Foresting – Birding at Phillaur – Part 1

Phillaur has a lot of forests and cultivation and is also gifted with the mighty Sutlej which separates Phillaur from Ludhiana. There are more than a hundred species that I have recorded in and around Phillaur including the Eurasian Eagle Owl, Yellow-bellied Prinia and Temminick’s Stint.

This year I began birding with some regular trips to different forests and small villages around Phillaur. There was not much luck at first except some common species such as the Spotted Dove, Asian Koel and Tree Pipits.

Spotted Dove
Jungle babbler
Tree Pipit
Common Myna

I don’t really enjoy kite flying, so on Lohri that was on 13th, I went out birding. I didn’t saw many new species but I saw something very strange. I stopped at a place near Phillaur where there was some water collecting on the roadside. I saw a couple of Lemon-Rumped Warbler, Common Chiffchaff and a Jungle Babbler, but it had a black head.

Common Chiffchaff
Common Chiffchaff
Lemon-rumped Warbler

After spending a lot of time thinking what could have made his head Black, I moved on. I stopped near a village pond. The pool was incredibly polluted but it didn’t stop me from photographing. I photographed some White-browed Wagtail, Citrine Wagtail, Common Coot and Common Moorhen and moved on. Soon I saw an individual Red-naped Ibis. About 10-12 of these birds can be seen together on the high Eucalyptus trees on the road.

Common Coot
Red-naped Ibis
White-browed Wagtail
Citrine Wagtail
Common Moorhen

The Ibis was my last one for the day.

Next Sunday, on 20th, I again went out birding. I visited a nearby forest from where I started birding. I was greeted by the loud calls of Lesser Flameback, but I could not photograph it because of it being too far away. Next up I had a Black Redstart.

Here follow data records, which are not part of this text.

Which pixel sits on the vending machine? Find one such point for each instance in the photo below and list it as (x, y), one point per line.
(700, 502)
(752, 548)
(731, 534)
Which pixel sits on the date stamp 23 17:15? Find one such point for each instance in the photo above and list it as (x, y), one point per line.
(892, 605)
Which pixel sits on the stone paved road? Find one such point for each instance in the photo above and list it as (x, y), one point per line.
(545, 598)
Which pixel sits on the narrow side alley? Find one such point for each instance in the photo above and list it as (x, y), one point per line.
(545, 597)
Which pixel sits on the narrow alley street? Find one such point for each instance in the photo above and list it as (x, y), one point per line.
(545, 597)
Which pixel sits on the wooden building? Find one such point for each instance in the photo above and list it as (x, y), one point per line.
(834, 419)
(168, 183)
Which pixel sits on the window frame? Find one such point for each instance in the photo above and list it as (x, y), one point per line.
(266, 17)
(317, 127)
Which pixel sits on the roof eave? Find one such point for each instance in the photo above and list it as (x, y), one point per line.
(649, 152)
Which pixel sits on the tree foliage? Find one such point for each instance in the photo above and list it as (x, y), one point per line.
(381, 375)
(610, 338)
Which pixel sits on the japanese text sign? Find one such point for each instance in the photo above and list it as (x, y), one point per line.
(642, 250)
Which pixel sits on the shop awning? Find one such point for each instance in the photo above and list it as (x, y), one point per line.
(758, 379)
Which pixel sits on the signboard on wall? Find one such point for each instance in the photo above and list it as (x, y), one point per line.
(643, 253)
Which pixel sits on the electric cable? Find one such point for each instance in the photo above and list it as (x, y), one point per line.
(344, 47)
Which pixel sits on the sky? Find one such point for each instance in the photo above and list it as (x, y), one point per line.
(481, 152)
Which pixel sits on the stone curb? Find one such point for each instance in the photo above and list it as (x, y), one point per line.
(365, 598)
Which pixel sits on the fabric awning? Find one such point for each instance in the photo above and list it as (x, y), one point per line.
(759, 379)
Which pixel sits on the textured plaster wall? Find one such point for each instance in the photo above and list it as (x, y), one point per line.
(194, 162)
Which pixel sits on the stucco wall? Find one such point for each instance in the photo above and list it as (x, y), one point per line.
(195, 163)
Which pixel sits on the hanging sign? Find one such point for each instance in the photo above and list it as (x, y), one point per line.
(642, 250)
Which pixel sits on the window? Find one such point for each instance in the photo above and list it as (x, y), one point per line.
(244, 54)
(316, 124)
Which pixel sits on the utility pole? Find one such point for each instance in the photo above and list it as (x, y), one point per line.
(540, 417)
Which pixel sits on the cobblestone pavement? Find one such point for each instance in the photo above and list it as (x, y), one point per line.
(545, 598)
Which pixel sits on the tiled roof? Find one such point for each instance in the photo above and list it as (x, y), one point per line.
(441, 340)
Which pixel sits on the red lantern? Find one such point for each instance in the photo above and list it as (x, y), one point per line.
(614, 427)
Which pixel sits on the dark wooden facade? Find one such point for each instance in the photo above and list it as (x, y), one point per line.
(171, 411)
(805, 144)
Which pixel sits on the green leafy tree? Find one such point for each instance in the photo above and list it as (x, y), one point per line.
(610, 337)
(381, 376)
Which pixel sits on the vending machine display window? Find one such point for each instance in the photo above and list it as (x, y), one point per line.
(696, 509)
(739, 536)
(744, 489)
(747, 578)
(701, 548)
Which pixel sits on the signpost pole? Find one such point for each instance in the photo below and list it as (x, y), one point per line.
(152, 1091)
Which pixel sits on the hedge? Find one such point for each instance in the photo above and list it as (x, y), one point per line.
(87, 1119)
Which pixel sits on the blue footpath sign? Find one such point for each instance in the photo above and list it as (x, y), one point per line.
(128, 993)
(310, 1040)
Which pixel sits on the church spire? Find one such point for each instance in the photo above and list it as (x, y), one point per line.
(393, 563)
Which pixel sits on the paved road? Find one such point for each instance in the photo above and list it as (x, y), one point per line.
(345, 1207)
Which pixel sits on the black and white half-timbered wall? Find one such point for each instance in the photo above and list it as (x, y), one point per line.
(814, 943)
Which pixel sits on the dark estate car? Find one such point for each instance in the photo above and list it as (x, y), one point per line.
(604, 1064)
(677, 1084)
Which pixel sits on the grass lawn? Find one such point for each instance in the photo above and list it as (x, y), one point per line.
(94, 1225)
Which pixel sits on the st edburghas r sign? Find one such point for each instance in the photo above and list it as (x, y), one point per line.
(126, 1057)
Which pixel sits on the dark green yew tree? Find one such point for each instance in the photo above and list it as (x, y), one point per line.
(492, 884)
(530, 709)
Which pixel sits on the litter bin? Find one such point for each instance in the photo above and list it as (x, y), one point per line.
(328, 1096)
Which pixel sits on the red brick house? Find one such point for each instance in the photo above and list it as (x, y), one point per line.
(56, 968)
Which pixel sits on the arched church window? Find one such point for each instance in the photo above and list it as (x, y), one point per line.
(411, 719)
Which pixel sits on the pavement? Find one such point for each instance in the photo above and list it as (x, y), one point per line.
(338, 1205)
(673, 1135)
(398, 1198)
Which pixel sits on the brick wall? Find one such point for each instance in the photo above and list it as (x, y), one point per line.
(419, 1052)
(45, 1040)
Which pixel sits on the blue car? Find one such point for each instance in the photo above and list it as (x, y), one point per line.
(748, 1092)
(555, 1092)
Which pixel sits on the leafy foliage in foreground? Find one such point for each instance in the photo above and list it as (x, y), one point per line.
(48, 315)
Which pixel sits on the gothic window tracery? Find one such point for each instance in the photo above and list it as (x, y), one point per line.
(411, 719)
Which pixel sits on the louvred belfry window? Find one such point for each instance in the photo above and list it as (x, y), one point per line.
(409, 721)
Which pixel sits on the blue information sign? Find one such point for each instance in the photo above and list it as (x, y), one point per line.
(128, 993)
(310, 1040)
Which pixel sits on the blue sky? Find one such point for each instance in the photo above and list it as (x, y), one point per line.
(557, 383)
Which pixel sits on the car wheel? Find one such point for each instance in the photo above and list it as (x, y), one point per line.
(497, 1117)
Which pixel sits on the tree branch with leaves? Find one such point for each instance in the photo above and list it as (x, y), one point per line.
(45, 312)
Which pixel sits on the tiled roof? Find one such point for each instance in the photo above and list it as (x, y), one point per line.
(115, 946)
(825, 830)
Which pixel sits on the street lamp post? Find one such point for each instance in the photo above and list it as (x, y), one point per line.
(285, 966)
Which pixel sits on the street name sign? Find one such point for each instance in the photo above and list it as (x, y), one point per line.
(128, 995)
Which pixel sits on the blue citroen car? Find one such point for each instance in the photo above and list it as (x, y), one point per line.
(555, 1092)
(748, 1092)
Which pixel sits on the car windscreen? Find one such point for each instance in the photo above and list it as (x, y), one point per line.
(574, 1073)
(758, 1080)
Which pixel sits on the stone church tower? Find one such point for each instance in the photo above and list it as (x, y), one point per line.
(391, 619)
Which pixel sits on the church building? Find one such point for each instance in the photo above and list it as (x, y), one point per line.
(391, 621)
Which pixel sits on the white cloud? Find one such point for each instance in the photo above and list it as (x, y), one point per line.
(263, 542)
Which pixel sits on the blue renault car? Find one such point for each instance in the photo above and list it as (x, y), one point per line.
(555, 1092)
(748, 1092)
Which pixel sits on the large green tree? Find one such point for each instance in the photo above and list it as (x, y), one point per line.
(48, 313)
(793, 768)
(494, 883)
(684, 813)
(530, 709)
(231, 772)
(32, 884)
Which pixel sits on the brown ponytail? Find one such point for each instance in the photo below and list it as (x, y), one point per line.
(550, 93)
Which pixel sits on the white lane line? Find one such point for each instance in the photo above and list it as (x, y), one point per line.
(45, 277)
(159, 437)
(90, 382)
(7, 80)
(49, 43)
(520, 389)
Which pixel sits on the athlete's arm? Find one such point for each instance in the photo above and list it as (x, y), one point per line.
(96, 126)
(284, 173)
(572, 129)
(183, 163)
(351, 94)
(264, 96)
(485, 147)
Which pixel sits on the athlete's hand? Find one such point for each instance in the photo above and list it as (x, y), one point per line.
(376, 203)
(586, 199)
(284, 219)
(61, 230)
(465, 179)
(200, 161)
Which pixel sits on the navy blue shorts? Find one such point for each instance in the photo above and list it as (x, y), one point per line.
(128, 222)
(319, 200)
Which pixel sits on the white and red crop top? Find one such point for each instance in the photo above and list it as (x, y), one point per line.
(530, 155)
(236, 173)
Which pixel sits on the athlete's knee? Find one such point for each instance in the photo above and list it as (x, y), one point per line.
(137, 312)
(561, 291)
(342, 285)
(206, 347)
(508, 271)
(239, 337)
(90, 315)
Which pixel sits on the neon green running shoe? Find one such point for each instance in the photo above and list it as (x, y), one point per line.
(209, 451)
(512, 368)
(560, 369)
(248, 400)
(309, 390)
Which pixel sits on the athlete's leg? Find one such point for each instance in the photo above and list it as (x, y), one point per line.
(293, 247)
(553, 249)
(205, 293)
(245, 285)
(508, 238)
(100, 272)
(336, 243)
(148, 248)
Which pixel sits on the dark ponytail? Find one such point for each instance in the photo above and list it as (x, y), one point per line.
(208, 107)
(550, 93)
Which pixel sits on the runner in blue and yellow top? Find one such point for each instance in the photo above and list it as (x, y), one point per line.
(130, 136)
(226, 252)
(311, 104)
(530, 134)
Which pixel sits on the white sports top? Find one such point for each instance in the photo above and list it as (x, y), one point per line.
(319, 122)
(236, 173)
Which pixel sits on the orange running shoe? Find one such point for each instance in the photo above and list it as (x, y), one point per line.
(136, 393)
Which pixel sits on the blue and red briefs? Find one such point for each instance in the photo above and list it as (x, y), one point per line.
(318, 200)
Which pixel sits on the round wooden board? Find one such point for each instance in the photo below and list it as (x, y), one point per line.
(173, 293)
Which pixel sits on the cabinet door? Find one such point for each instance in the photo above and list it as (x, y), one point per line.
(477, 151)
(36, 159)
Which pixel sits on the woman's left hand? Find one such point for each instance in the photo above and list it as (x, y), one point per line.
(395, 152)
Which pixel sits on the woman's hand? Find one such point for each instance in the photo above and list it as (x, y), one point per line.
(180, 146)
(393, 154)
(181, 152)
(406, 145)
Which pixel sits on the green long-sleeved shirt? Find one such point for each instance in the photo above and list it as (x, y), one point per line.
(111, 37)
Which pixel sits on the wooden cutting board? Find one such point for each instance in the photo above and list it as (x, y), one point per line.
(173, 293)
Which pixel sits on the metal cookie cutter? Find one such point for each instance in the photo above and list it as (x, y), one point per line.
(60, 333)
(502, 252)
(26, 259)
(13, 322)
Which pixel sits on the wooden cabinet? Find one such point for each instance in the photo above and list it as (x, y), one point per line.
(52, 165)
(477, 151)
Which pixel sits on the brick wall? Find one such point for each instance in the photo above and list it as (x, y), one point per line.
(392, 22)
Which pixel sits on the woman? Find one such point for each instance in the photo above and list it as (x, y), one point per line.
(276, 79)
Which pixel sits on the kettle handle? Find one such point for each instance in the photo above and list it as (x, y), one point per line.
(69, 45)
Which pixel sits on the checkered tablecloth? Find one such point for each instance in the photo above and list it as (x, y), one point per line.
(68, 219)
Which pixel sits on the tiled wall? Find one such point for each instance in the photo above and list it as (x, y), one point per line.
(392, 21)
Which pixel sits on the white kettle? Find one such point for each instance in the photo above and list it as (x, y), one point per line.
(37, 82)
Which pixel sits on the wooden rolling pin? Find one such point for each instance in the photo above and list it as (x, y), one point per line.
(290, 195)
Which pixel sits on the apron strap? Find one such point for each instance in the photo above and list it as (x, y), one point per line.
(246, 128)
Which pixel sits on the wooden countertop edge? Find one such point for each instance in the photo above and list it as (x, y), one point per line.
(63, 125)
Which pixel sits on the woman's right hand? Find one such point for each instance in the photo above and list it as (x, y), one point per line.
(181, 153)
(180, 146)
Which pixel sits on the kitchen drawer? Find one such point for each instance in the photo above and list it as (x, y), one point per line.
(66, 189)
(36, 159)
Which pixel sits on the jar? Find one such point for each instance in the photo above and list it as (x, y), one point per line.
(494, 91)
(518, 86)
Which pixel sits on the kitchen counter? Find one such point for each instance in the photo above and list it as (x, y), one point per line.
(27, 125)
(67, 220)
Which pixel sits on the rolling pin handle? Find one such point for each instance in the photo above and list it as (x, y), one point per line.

After some time I noticed an Oriental Honey Buzzard perched alongside a Shikra high on top of a dry Eucalyptus tree. But I by mistake over-exposed the images of both the birds.

The next one was a White-throated Fantail, my much awaited lifer. The bird being too fast and small made it difficult to get some shots but I finally got a couple of good shots.

Soon I noticed a small warbler in the bushes nearby. So, when the fantail was gone, I went for him. It was a Greenish Warbler. It was really difficult to photograph it because these Leaf Warblers are so fast and don’t settle at one place.

Greenish Warbler

I gave up on the warbler and took to a Common Chiffchaff which was just a couple of yards away. After about half an hour spent, I left the place and found the same two birds again somewhere else close by.

Common Chiffchaff

The last one for my day at the forest was a pair of Spotted Owlets that are always found on a tree near the small houses in the forest.

Spotted Owlet

Then I went in the villages for birding. I didn’t have much luck at first. I stopped near an old house in a nearby village where I once saw a Eurasian Thick-Knee. There is a tree on the roadside where there are about 5-6 Spotted Owlets. The bird was not special but the shot it gave me was extraordinary. I had never seen an Owl like that before.

Spotted Owlet

Few minutes later, I stopped near a cultivated field because I saw a Robin like bird sitting there. I came out to be a Bluethroat. It was my first time seeing this bird near Phillaur. But the bird noticed me and went away and I could not manage any good shot.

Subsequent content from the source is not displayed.